Like any good tool, it has its place and function.
Also, like any good tool, it is not appropriate for all areas of life. Our critical training has run amuck in recent years and has become one of our greatest enemies. Around the early part of the 20th-century marketing began to find its feet in our country and started to evolve into the superpower it is today. Marketing experts began to realize that the best way to sell an item or a product is for a person to have a need for said product and the company would supply the solution for that need. Simple supply and demand. Eventually, companies realized that this line of thinking could only take them so far. There is a true limit to the number of things a person actually needs. Marketing firms realized with a slight nuance they could create and sell more products than ever before. They would only have to create more demand, not for existing products that were already meeting needs, but rather for products that would meet needs that individuals did not know they had.
Marketing had found a new niche, the creation of need, or more bluntly the creation of deficit.
Now, modern marketing works off of two primary principles: Creating the feeling of lacking or wanting in its audience and fill that void with short-term upgrade based solutions. This feeling of frustrated feeling of deficiency then drives markets and commerce to places it has never known in human history.
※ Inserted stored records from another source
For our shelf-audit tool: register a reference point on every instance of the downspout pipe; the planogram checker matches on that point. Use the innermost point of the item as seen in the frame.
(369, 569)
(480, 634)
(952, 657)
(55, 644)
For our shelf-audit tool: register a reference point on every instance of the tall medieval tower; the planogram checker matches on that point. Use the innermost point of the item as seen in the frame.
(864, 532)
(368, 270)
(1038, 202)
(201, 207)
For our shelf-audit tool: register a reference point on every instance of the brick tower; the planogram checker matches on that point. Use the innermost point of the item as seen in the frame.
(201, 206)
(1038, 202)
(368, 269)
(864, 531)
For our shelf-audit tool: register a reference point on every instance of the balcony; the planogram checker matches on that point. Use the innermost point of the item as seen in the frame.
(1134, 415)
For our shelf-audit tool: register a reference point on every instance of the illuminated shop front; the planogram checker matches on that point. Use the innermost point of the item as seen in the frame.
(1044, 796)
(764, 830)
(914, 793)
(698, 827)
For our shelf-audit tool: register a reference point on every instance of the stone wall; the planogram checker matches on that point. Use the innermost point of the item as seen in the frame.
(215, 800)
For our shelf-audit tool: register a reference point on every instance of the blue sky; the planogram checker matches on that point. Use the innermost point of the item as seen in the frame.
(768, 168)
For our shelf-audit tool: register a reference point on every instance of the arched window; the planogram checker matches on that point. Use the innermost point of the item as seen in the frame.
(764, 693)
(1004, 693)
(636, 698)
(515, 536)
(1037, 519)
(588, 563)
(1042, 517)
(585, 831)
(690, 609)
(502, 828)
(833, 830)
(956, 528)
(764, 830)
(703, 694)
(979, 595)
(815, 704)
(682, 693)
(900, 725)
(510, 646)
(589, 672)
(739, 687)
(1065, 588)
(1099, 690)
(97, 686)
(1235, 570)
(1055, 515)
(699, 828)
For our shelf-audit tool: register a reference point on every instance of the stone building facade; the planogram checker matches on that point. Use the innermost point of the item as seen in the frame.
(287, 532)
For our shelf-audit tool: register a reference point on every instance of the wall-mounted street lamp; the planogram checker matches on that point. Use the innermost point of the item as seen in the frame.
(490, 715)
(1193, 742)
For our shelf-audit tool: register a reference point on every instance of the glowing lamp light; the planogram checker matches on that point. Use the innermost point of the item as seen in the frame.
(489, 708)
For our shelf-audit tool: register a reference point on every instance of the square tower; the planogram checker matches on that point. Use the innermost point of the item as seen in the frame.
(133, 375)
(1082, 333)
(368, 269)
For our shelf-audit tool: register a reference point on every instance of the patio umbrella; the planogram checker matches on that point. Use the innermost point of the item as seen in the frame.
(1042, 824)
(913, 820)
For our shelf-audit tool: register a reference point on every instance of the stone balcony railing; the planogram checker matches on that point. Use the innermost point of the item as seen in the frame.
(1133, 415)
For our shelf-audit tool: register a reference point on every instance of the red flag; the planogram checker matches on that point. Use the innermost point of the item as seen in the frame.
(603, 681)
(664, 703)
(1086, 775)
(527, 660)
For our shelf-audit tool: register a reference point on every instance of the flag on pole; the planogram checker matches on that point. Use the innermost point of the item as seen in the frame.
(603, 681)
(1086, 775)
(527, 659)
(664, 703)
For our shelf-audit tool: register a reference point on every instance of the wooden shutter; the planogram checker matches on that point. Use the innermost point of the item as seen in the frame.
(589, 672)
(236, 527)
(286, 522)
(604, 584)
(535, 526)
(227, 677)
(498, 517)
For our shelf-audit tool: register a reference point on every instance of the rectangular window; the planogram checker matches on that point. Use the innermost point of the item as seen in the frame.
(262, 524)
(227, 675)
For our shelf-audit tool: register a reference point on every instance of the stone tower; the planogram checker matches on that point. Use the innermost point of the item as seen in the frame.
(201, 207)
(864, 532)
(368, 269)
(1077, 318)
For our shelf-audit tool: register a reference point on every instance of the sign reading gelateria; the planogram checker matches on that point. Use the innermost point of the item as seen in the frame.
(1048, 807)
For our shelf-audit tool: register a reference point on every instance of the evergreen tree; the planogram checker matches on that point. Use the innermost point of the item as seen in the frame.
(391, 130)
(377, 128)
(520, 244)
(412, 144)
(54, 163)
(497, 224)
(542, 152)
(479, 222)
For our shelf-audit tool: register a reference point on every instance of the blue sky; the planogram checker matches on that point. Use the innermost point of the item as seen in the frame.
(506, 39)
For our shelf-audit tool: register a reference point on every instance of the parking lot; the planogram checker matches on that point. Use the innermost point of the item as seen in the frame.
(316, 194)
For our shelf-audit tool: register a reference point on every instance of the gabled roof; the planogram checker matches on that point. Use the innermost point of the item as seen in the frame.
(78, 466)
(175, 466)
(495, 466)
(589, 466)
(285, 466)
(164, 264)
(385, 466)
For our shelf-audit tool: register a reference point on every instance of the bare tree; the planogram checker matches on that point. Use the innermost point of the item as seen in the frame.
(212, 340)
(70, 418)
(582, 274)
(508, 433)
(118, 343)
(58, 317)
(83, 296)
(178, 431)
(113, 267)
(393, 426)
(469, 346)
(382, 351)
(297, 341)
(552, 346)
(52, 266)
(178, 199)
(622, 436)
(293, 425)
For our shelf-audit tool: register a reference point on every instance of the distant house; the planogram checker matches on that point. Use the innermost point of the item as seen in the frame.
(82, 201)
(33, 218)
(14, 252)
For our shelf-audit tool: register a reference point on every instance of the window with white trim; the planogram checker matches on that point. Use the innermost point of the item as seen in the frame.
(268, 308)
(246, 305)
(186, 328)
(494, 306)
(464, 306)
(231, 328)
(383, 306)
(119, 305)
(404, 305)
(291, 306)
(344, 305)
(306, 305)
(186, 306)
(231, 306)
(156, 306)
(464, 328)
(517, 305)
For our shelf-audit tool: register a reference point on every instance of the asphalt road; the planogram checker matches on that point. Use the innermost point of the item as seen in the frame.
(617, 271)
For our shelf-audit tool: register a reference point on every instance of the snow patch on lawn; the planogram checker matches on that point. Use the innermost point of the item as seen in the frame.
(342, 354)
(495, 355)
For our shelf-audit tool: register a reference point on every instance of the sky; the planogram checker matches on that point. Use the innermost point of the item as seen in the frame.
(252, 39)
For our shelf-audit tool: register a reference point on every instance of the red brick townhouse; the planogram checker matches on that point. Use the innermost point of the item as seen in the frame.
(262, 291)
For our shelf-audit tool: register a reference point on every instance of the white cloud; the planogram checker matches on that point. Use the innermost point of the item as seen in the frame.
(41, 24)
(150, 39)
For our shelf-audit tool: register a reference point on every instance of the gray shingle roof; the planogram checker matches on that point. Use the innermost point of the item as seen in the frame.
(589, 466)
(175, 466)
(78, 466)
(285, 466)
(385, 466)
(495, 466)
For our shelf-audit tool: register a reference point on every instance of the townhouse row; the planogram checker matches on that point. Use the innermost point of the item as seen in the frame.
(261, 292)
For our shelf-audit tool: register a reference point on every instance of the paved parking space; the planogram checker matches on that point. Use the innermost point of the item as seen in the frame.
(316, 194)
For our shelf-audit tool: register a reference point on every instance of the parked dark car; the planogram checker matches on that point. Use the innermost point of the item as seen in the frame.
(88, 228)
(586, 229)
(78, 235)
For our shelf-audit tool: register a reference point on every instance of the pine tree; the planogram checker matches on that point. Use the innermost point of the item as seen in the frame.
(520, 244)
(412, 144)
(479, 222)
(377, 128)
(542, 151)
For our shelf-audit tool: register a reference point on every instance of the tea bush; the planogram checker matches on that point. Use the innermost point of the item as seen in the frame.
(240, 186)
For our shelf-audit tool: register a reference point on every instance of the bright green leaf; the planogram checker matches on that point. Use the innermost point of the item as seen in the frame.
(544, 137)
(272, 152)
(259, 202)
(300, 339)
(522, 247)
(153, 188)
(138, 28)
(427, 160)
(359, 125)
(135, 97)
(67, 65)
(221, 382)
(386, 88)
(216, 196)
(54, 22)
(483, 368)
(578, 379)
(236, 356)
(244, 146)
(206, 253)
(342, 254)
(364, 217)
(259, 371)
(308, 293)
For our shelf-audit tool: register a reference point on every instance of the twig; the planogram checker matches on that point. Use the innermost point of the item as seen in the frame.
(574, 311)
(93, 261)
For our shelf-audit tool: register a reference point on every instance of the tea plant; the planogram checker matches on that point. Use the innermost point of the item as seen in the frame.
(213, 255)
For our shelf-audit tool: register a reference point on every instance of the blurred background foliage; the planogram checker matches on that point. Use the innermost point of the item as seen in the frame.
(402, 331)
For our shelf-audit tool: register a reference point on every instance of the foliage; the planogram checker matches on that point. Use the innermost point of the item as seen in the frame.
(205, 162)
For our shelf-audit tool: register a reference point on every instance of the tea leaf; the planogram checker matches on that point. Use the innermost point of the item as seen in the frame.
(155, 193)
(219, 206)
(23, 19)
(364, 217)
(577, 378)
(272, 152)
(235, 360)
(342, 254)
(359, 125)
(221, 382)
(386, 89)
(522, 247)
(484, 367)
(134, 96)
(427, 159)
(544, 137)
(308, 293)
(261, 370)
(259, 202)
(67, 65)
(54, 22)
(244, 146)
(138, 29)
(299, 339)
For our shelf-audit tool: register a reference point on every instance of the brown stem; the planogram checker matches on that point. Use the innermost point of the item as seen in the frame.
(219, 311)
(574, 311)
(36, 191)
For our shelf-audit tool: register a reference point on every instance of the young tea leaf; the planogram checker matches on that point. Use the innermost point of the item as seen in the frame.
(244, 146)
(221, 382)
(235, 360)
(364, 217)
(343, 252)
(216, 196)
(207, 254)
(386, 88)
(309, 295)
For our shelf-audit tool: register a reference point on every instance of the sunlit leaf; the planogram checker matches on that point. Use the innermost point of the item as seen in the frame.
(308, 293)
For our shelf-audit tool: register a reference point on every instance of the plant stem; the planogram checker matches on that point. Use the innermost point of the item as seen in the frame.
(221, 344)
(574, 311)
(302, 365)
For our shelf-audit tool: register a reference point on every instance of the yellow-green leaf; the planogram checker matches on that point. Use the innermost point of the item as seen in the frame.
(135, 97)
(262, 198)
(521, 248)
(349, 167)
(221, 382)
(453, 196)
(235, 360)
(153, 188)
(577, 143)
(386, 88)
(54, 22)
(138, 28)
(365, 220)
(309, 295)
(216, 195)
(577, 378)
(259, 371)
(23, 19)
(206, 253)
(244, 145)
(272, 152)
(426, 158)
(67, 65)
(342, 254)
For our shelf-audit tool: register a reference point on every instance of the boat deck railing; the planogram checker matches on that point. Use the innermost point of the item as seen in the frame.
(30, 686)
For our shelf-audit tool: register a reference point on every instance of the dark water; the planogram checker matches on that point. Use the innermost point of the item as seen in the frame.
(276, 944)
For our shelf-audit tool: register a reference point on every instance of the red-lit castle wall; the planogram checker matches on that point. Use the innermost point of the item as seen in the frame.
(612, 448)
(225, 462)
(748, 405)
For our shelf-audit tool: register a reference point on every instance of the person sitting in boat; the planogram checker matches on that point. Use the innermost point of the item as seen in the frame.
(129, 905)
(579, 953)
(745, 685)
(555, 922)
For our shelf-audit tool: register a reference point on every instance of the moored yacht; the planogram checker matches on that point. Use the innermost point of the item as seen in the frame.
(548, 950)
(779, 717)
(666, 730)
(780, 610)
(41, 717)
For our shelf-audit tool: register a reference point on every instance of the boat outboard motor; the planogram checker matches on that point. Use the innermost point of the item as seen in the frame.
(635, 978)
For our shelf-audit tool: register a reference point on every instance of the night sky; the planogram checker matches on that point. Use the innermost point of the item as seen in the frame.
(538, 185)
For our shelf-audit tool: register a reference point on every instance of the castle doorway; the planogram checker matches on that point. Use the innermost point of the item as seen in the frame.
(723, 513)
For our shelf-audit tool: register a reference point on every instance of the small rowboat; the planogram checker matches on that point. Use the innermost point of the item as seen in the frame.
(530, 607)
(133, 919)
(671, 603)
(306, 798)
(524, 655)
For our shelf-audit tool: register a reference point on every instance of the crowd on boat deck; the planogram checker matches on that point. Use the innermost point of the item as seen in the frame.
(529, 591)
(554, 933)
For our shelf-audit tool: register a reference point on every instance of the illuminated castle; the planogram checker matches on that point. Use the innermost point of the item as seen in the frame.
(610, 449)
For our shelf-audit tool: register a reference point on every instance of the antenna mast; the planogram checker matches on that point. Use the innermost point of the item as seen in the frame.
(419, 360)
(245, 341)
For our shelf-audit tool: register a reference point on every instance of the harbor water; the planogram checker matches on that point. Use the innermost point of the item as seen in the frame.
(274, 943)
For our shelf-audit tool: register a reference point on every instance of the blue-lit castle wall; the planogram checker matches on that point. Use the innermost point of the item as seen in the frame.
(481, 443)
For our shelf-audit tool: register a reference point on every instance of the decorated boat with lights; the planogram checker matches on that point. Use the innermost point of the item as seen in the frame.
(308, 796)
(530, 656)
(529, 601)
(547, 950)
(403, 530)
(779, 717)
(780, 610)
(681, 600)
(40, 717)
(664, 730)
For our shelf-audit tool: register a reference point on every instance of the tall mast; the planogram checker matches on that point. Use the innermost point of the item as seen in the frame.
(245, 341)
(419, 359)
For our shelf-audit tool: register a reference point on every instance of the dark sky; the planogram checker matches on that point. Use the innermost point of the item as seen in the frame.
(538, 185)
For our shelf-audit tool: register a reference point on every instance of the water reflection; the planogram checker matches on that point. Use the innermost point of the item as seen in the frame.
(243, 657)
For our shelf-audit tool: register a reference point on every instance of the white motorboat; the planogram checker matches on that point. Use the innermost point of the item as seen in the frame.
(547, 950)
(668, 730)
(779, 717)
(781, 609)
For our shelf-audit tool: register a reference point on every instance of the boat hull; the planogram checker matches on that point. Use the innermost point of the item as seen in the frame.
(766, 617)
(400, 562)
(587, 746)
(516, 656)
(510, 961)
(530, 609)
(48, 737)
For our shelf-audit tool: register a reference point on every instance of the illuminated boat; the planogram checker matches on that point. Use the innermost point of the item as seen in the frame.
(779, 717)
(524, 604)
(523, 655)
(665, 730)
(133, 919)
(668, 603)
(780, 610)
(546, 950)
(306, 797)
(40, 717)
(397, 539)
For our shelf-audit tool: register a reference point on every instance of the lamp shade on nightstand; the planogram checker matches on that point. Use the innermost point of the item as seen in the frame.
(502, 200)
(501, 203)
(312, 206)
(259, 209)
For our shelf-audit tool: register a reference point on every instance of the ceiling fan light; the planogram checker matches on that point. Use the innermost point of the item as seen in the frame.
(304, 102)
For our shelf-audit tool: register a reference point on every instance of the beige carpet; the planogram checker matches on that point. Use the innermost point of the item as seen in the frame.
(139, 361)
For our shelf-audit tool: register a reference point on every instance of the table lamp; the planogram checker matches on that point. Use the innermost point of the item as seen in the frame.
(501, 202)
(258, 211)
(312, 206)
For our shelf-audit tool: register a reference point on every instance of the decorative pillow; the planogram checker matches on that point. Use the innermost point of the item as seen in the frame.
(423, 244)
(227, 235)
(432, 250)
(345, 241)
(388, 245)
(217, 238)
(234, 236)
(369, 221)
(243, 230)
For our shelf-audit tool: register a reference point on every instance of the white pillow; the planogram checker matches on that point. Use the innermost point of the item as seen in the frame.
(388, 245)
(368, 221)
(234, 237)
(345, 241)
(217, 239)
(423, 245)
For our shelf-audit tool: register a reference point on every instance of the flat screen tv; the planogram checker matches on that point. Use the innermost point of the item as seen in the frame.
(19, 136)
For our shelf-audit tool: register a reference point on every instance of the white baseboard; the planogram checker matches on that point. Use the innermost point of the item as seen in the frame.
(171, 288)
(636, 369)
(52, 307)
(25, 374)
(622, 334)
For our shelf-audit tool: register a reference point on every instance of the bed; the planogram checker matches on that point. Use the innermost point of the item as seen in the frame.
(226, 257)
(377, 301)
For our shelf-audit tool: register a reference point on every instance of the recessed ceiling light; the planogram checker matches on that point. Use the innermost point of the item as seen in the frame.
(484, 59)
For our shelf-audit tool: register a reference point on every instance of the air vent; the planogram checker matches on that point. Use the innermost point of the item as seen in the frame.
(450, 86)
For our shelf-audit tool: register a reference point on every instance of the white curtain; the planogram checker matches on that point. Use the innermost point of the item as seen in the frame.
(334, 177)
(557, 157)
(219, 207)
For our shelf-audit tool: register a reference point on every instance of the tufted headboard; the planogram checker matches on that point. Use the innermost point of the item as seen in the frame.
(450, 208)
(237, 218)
While this is good for the markets it is detrimental to the soul.
Have you ever had to skip two meals? Ok, maybe even one meal? If you are like me you find yourself constantly thinking about your empty stomach, your deficit, your need. This is exactly what marketing is doing to us except that they convince us that we need a 20oz porterhouse after we just left an all you can eat buffet.
The average person sees around 10,000 advertisements a day, a day! This is in stark contrast to the 500 a day people would see in the 1970's. Can you imagine what that has done to our psyche's? Over 10,000 messages a day telling us that we are wanting, needing, without and deficient. Over 10,000 messages a day telling us that we do not have and are not enough. That is why gratitude is so subversive and countercultural and might be the only thing that can save our lives.
In gratitude, we deny the message of deficiency and replace it with a message of grateful contentment. We replace our longing with calm and our need with satisfaction. When we practice gratitude daily and especially in community we begin to replace the psychological framework of deficiency with a framework of having all that we need.
We become bad consumers and at the same moment better people.
Study after study has shown that people who practice gratitude on a regular basis are happier, healthier, more spiritual, more grounded in their community and optimistic. It makes us better citizens, improves our sleep, increases our energy and resilience, and has even been shown to improve one's marriage.
Now that is a sales pitch I could get behind.